Archange Nkumu

Personal information
- Date of birth: 5 November 1993 (age 31)
- Place of birth: Tottenham, England
- Height: 1.88 m (6 ft 2 in)
- Position(s): Defender, midfielder

Youth career
- 2003–2012: Chelsea

Senior career*
- Years: Team / Apps / (Gls)
- 2012–2013: Chelsea / 0 / (0)
- 2012: → Yeovil Town (loan) / 1 / (0)
- 2012–2013: → Colchester United (loan) / 0 / (0)
- 2013: Concord Rangers / 0 / (0)
- 2015–2019: KA / 69 / (4)
- 2019: Haringey Borough / 0 / (0)
- 2019: Þróttur Reykjavík / 14 / (0)
- Total:  / 87 / (4)

= Archange Nkumu =

English footballer

Archange Nkumu (born 5 November 1993) is an English professional footballer who plays as a defender or midfielder.

== Career ==
=== Chelsea ===
Archange joined the Chelsea Academy at the age of 10 and has been used in both midfield and defensive positions while progressing through the ranks at the club. He has travelled and been a part of various overseas tournaments with the academy, including the 2010 Dallas Cup.

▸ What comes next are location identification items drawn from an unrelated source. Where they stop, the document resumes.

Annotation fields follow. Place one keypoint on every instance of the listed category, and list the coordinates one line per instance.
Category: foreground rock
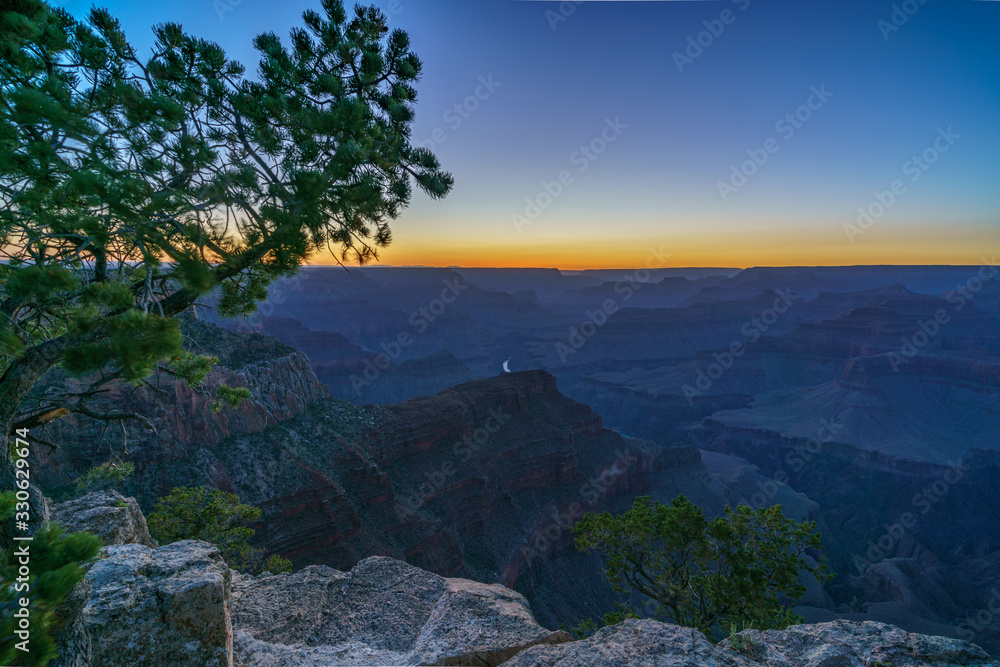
(109, 515)
(167, 607)
(851, 643)
(646, 643)
(382, 612)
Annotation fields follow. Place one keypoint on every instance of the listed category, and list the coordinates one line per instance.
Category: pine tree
(130, 186)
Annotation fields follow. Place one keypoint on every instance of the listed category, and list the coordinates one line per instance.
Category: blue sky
(665, 174)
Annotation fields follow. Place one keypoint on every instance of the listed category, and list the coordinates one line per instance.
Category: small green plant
(58, 562)
(589, 626)
(741, 644)
(197, 513)
(229, 396)
(277, 564)
(105, 476)
(742, 568)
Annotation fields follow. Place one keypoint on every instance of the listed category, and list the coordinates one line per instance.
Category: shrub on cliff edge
(197, 513)
(741, 569)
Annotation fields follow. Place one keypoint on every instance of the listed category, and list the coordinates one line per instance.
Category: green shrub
(742, 568)
(57, 563)
(197, 513)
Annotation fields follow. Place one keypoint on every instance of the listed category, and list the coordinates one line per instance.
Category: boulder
(382, 612)
(632, 643)
(112, 517)
(167, 607)
(856, 644)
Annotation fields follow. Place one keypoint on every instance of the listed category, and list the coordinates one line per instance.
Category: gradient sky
(656, 184)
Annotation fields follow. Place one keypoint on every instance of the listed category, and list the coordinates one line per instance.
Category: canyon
(382, 422)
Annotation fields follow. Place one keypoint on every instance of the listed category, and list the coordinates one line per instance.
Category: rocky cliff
(482, 480)
(179, 605)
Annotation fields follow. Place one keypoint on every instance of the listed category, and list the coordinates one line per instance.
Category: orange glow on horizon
(735, 250)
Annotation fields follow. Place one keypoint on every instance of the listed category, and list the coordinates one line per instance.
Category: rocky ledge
(180, 605)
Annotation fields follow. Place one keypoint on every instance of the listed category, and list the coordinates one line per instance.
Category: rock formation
(839, 643)
(179, 605)
(108, 515)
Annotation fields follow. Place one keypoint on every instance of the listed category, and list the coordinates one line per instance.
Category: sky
(607, 134)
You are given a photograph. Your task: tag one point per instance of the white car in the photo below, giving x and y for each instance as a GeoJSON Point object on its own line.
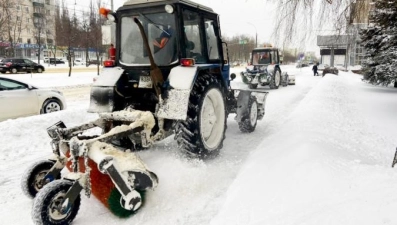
{"type": "Point", "coordinates": [341, 67]}
{"type": "Point", "coordinates": [79, 62]}
{"type": "Point", "coordinates": [18, 99]}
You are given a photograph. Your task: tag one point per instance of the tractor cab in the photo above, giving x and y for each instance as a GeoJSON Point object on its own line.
{"type": "Point", "coordinates": [265, 56]}
{"type": "Point", "coordinates": [156, 40]}
{"type": "Point", "coordinates": [175, 30]}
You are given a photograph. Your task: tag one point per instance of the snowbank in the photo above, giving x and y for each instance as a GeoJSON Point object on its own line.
{"type": "Point", "coordinates": [329, 164]}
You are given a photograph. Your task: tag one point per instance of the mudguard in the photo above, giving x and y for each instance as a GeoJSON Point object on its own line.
{"type": "Point", "coordinates": [243, 99]}
{"type": "Point", "coordinates": [102, 90]}
{"type": "Point", "coordinates": [181, 81]}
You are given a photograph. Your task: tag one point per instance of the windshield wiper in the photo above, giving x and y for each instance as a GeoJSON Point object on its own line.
{"type": "Point", "coordinates": [155, 24]}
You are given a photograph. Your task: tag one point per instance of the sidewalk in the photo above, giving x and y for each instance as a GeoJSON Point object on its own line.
{"type": "Point", "coordinates": [63, 69]}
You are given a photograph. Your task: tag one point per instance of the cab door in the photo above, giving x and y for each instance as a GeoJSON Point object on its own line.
{"type": "Point", "coordinates": [17, 100]}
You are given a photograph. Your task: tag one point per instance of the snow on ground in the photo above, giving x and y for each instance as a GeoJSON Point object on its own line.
{"type": "Point", "coordinates": [321, 155]}
{"type": "Point", "coordinates": [54, 79]}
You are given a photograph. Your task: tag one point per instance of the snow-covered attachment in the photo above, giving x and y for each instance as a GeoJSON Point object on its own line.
{"type": "Point", "coordinates": [265, 70]}
{"type": "Point", "coordinates": [145, 94]}
{"type": "Point", "coordinates": [125, 168]}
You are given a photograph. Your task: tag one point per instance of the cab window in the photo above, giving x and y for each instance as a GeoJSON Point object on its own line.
{"type": "Point", "coordinates": [212, 41]}
{"type": "Point", "coordinates": [10, 85]}
{"type": "Point", "coordinates": [193, 45]}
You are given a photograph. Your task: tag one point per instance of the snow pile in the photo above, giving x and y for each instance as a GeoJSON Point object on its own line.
{"type": "Point", "coordinates": [331, 167]}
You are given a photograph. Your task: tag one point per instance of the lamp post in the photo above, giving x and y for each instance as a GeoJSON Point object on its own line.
{"type": "Point", "coordinates": [256, 34]}
{"type": "Point", "coordinates": [38, 27]}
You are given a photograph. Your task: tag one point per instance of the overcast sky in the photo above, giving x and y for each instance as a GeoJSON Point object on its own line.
{"type": "Point", "coordinates": [240, 17]}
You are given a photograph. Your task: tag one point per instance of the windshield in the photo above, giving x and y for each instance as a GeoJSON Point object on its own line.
{"type": "Point", "coordinates": [261, 57]}
{"type": "Point", "coordinates": [160, 30]}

In the 2010-11 Archange started being picked for reserve team matches, and scored his first goal away at Manchester United in April 2011. Another high point for Nkumu was that he started in the second leg of the 2011-12 FA Youth Cup final, which Chelsea went on and won. He was released by Chelsea in May 2013.

====Loan spells====
On 23 August 2012, Nkumu joined League One side Yeovil Town on a one-month loan spell.
Nkumu made his professional debut on 18 September 2012 in a 4–1 loss against Leyton Orient as a late substitute.

On 23 October 2012, Nkumu signed on loan for Colchester United until 14 January 2013, but returned a month early, on 1 December 2012.

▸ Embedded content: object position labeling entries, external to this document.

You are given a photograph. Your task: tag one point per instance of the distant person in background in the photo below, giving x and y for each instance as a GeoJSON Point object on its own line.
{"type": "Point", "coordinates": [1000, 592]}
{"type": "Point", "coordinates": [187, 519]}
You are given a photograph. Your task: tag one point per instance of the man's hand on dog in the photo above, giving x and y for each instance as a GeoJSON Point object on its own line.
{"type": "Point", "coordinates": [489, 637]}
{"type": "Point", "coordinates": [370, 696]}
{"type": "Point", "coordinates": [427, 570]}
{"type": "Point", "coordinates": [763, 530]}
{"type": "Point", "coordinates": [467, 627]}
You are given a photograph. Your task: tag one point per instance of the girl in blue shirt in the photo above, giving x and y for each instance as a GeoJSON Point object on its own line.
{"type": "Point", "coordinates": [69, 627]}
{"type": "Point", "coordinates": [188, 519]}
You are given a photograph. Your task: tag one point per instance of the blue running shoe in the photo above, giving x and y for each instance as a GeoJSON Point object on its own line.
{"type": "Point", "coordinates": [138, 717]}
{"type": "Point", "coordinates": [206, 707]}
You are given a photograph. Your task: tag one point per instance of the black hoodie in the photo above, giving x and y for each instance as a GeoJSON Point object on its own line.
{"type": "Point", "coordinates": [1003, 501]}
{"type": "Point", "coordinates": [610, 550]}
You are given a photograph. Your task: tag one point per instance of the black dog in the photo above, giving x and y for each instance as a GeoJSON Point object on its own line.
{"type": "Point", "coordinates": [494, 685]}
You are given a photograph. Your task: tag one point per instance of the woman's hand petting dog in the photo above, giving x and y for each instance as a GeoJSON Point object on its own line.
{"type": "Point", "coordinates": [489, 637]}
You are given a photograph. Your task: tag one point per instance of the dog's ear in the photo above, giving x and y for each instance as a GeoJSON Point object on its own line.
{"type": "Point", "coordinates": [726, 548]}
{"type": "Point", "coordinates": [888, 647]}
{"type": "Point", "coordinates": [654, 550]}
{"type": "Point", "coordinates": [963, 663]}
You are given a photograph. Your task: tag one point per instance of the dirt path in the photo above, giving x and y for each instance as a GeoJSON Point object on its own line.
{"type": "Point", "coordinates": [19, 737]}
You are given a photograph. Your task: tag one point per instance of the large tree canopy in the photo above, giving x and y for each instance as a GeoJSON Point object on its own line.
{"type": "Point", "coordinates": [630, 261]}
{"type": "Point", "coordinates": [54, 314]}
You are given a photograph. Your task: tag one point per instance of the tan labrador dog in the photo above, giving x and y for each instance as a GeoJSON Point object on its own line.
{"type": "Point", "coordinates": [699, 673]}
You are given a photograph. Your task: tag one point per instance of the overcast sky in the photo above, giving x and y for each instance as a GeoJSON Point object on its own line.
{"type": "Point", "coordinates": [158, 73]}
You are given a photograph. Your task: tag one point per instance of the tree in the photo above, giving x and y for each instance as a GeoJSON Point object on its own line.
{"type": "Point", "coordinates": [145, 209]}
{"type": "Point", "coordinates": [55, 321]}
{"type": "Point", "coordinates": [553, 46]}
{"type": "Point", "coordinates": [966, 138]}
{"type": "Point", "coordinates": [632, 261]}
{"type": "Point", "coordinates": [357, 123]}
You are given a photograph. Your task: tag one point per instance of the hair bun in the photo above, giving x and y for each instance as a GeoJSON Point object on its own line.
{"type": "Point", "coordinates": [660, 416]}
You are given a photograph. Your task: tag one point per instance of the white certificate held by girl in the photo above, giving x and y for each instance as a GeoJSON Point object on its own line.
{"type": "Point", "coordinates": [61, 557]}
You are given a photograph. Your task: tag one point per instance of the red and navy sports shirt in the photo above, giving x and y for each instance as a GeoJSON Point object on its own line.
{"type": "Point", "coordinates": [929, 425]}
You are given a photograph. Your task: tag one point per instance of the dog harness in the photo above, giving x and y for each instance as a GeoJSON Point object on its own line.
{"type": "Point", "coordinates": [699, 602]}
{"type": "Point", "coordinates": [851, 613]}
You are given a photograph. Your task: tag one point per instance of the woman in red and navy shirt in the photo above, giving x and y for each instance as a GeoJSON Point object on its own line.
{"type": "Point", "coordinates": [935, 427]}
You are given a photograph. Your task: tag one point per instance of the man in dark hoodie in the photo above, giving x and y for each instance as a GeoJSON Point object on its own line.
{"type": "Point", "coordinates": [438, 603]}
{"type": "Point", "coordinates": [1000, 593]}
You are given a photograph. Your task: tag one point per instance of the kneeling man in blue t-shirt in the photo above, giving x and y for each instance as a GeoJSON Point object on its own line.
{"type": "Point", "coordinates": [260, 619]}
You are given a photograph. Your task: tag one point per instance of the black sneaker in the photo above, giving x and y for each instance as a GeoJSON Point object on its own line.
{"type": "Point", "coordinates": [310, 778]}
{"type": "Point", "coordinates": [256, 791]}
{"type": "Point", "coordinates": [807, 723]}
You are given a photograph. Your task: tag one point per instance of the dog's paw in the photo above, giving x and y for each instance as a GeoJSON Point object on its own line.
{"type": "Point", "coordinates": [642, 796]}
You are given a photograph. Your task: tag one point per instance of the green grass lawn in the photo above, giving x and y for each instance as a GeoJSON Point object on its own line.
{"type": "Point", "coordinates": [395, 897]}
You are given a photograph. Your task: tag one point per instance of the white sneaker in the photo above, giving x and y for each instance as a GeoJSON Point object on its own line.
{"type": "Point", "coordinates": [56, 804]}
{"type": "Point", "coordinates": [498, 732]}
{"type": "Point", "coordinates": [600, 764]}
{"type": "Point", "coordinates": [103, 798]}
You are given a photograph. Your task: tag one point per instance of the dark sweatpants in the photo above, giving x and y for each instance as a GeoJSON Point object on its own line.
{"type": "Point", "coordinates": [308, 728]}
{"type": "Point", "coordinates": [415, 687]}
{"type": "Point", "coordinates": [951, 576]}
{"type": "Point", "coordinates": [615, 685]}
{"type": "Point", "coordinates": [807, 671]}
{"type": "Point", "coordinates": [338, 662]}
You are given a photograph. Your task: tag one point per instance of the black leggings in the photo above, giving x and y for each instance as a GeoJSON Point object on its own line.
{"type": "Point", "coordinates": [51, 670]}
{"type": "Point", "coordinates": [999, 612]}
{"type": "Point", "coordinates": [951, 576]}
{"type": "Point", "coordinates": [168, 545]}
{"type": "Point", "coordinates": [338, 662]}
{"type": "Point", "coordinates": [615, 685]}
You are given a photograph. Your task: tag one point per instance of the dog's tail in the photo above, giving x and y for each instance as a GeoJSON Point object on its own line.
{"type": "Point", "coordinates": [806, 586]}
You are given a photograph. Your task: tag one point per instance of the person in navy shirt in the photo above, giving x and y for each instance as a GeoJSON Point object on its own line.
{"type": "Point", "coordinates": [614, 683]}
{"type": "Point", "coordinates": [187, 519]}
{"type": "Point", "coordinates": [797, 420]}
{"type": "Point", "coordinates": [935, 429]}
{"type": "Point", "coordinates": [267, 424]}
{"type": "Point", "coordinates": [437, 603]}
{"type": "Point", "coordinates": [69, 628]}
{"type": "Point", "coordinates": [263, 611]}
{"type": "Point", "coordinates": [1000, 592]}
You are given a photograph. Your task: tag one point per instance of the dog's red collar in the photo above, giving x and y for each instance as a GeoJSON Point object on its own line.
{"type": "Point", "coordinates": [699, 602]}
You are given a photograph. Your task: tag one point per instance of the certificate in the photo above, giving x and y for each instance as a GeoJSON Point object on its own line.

At the end of April 2019, Nkumu joined Þróttur Reykjavík after a short period at the English club Haringey Borough.

===Iceland===
In 2015, Nkumu joined 1. deild karla side KA, making 69 league appearances in four seasons with the club, helping them to promotion in his second season. On 19 April 2019, Nkumu left KA to join second-tier side Þróttur Reykjavík.

==International career==
Born in England, Nkumu is of DR Congolese descent. He was called up to a training camp for the DR Congo U18s in February 2011.